Bishnu Prasad Mishra’s patachitra paintings are a serene mix of mythology and temple architecture.

These paintings tell stories from the Mahabharata, the Ramayana and Krishnaleela, against a floral background highlighted in natural colours mounted on specially prepared canvas or ‘pata.’ A black bejewelled Krishna surrounded by gopis with strikingly elongated eyes; Radha and Krishna in an eternal embrace, Lord Jagannath with Subhadra and Balabhadra in colours extracted from sindoor, piyuli rock, kajal and indigo… every image throws light on Odisha’s iconic painting tradition – patachitra.

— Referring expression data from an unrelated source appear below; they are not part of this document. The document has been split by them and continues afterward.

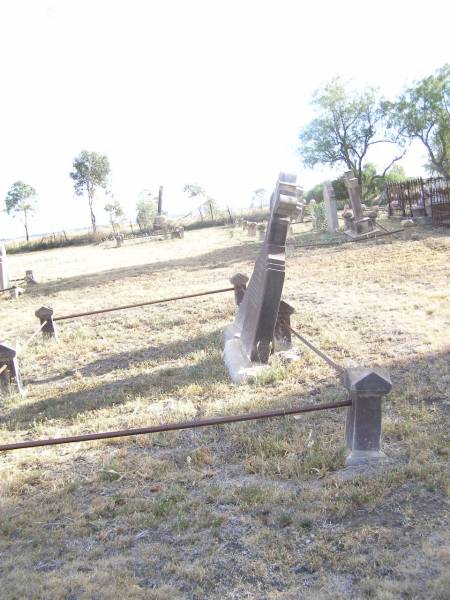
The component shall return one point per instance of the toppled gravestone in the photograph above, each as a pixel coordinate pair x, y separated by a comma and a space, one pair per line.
250, 340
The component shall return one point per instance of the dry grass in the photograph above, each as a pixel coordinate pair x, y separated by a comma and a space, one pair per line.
255, 510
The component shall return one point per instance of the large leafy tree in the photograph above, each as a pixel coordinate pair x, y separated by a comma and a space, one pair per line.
21, 199
90, 172
423, 112
346, 127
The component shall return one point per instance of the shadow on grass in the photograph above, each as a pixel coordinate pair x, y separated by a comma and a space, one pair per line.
216, 259
163, 380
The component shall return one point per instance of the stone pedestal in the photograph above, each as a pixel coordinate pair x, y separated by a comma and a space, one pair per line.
45, 315
4, 279
9, 370
330, 206
239, 281
366, 387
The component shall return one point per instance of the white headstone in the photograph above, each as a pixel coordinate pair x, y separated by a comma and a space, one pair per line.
3, 268
330, 206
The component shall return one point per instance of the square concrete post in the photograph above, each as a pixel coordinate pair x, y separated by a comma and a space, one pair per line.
9, 370
239, 281
4, 280
330, 206
45, 314
363, 430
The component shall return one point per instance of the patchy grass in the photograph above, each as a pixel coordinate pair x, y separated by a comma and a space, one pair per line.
251, 510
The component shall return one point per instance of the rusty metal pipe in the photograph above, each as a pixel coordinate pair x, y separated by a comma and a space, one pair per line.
125, 306
283, 412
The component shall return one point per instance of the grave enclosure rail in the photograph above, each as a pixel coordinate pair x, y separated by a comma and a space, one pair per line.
420, 198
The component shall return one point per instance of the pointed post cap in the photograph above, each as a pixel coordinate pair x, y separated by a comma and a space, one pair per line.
369, 382
239, 279
7, 352
44, 312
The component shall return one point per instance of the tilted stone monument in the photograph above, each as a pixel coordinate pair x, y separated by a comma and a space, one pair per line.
249, 341
4, 280
330, 206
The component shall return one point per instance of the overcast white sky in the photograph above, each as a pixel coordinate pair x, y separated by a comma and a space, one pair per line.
175, 92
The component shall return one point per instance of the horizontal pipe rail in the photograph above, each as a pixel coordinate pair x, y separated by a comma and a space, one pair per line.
283, 412
125, 306
316, 350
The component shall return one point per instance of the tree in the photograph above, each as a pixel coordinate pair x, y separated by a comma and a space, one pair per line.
21, 199
423, 112
116, 212
146, 209
258, 196
90, 172
345, 129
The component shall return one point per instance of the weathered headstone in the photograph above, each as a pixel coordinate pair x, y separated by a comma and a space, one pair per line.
251, 337
9, 369
4, 280
330, 206
366, 387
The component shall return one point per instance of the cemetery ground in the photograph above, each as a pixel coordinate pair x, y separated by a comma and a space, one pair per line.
263, 509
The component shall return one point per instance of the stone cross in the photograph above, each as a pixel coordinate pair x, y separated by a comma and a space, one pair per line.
4, 280
256, 319
354, 191
330, 206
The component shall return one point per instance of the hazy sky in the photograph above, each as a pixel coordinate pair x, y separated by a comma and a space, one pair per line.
175, 92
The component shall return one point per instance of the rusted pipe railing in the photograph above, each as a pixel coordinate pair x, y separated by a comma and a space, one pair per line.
316, 350
137, 305
172, 426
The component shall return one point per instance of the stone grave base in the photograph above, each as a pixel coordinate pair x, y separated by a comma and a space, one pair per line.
240, 368
362, 236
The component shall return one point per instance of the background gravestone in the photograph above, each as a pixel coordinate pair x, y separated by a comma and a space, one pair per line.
255, 322
330, 206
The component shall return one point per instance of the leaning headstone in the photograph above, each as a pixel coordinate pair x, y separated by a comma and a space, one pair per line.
330, 206
249, 339
9, 369
4, 280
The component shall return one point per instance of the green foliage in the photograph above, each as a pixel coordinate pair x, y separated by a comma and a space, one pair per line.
91, 171
346, 127
422, 112
20, 199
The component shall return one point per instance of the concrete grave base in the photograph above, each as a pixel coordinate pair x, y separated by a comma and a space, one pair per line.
364, 457
240, 368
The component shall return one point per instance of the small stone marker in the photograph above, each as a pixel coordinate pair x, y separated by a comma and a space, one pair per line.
45, 315
9, 375
330, 206
239, 281
4, 279
363, 429
251, 337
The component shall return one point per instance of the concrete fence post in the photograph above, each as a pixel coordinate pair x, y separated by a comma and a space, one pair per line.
9, 370
363, 431
45, 315
239, 281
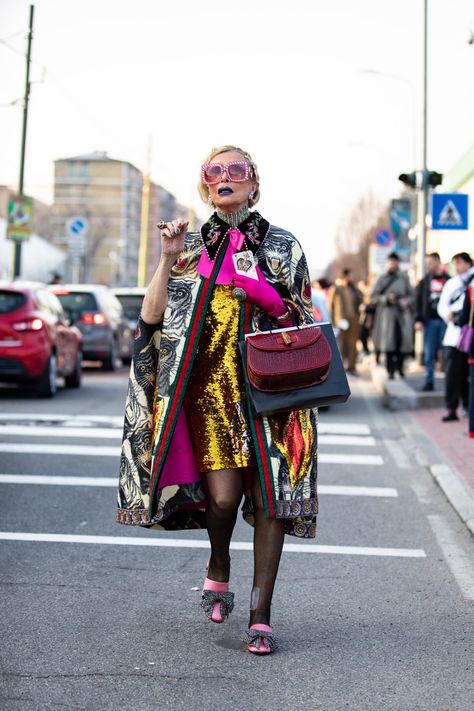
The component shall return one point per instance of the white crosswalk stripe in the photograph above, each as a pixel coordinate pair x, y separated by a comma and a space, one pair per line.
334, 438
100, 481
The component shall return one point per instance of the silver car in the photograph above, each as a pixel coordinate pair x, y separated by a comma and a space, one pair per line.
97, 313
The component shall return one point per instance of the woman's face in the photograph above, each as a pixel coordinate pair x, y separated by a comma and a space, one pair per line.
227, 195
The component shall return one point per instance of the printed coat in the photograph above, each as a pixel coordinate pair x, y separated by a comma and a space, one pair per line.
285, 444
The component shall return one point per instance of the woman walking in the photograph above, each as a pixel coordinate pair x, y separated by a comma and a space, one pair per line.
192, 447
393, 324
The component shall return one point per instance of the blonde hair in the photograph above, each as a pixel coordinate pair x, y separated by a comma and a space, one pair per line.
203, 188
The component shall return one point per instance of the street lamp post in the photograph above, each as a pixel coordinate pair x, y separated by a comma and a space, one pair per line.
17, 243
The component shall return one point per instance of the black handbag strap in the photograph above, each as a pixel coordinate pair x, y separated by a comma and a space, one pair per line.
393, 277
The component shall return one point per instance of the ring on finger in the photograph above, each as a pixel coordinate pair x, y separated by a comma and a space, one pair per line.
239, 293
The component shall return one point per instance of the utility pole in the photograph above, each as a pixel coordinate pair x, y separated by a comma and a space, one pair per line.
145, 214
17, 243
425, 188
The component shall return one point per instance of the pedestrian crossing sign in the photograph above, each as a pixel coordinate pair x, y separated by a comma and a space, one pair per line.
449, 211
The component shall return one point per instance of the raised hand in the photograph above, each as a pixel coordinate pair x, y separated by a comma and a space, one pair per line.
261, 293
172, 236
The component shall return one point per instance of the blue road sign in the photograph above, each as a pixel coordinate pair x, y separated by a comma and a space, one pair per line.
384, 238
449, 211
77, 226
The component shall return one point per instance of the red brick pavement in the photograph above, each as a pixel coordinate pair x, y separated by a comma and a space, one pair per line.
452, 439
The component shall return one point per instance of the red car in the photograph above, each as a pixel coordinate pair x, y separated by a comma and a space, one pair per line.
37, 342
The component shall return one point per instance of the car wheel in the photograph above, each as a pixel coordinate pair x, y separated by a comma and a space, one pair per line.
46, 385
110, 363
74, 379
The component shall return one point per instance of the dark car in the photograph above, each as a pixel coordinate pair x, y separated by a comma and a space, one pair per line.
100, 318
37, 342
131, 299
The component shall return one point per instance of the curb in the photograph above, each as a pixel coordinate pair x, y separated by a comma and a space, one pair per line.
398, 395
456, 492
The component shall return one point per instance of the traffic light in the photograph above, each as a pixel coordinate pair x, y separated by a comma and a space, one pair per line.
420, 180
408, 179
434, 179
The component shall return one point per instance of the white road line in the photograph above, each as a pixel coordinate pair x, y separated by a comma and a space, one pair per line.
367, 459
378, 491
115, 433
342, 428
345, 440
399, 454
183, 543
93, 451
73, 449
45, 417
60, 431
459, 562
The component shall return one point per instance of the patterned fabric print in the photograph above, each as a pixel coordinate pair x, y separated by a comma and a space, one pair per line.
138, 428
254, 227
177, 507
215, 390
293, 436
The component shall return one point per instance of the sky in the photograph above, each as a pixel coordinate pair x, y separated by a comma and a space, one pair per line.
326, 96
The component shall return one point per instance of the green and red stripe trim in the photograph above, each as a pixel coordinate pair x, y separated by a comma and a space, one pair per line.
179, 388
258, 430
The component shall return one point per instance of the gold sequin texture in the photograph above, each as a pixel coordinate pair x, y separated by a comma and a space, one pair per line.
293, 435
214, 401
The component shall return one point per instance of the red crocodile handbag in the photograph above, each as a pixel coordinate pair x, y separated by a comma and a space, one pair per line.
288, 359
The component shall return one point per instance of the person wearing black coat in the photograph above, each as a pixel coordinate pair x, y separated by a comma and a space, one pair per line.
427, 318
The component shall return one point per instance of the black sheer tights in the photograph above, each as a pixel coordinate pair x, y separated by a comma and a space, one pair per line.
224, 490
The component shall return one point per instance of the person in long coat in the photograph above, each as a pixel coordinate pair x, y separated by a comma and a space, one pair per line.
192, 448
392, 334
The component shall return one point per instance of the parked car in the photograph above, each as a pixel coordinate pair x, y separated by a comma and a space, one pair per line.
131, 299
37, 341
100, 318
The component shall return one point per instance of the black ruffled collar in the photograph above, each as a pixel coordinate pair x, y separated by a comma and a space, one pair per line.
214, 232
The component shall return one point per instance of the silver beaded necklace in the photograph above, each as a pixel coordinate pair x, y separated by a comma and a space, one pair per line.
234, 218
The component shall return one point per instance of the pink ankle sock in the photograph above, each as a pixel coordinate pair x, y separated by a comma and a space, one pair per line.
215, 586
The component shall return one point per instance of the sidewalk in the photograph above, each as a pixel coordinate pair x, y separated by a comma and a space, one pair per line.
454, 473
455, 476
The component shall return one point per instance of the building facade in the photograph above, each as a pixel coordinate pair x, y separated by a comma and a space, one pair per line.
105, 194
458, 179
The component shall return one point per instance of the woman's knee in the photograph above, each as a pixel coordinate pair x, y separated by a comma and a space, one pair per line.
225, 504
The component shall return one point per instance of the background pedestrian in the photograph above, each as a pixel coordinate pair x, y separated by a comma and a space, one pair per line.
427, 319
393, 325
344, 303
450, 309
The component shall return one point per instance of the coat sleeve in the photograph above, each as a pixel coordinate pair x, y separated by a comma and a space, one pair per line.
444, 307
284, 266
419, 315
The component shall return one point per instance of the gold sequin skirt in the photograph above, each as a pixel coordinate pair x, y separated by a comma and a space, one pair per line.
215, 396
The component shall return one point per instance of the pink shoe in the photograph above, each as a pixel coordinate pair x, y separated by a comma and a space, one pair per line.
217, 602
260, 639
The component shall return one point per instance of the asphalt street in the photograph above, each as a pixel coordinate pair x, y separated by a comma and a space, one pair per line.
377, 614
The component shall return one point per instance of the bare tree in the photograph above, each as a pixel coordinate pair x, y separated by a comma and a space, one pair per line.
355, 233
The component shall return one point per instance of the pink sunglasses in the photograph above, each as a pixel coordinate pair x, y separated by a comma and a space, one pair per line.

The art form that dates back to the 14th century, when some of the great temples of the region were built, has a special connection with the Jagannath Temple as the themes are invariably about Krishna, Vishnu and Jagannath. In fact, the walls of the temple’s sanctum sanctorum are covered with patachitras and every year a new one is added.

Traditional painting

Bishnu Prasad Mishra is a traditional artist who has been associated with the annual ritual of painting Patachitra on the walls of the Jagannath temple. “The paintings are done by paramparik chitrakars who live in Raghurapur near Puri. My ancestors too have lived there for centuries to serve the temple. For painting the walls, first, we make the colours using stone, sindoor, indigo, etc. The ingredients are mixed with gum, and stored in coconut shells. Then they are taken into the sanctum and used along with special bamboo brushes.”

The painting is done free hand according to tradition, with elongated eyes and typical facial features inspired by the Achala murthis of the Lord, while the colours too follow those in which the icons of Jagannath, Subhadra and Balabhadra are painted.

How did other media such as cloth, canvas and silm come into the picture? Mishra says, “To popularise the art, artists had a baithak some 50 years ago and a decision was taken to evolve other forms of Pata. We experimented with a dhoti which we soaked in a solution of water, chalk powder, tamarind and natural gum. We spread the paste on the cloth and after drying it, polished it with stone and pebbles. We painted on this canvas. That’s how today’s Patachitra evolved which is now done on tussar.”

Mishra’s Patachitras, which are on display at the Rajasthan Crafts Fair, include Krishna and Rasleela themes as well as innovative Buddha and Ganesha images. Delicately conceived in soft colours, they have traditional borders such as ‘dahania maachi’ and ‘goolai.’ They captivate with their melange of mythology and limpid colours.

The Rajasthan Crafts Fair, which has products from other regions as well as such as terracotta and ceramic items, dhokraware, Mysore’s inlay worked wall hangings and Saranpur’s shisham wood furniture, is on at Sri Sankara Hall, TTK Road, till June 30.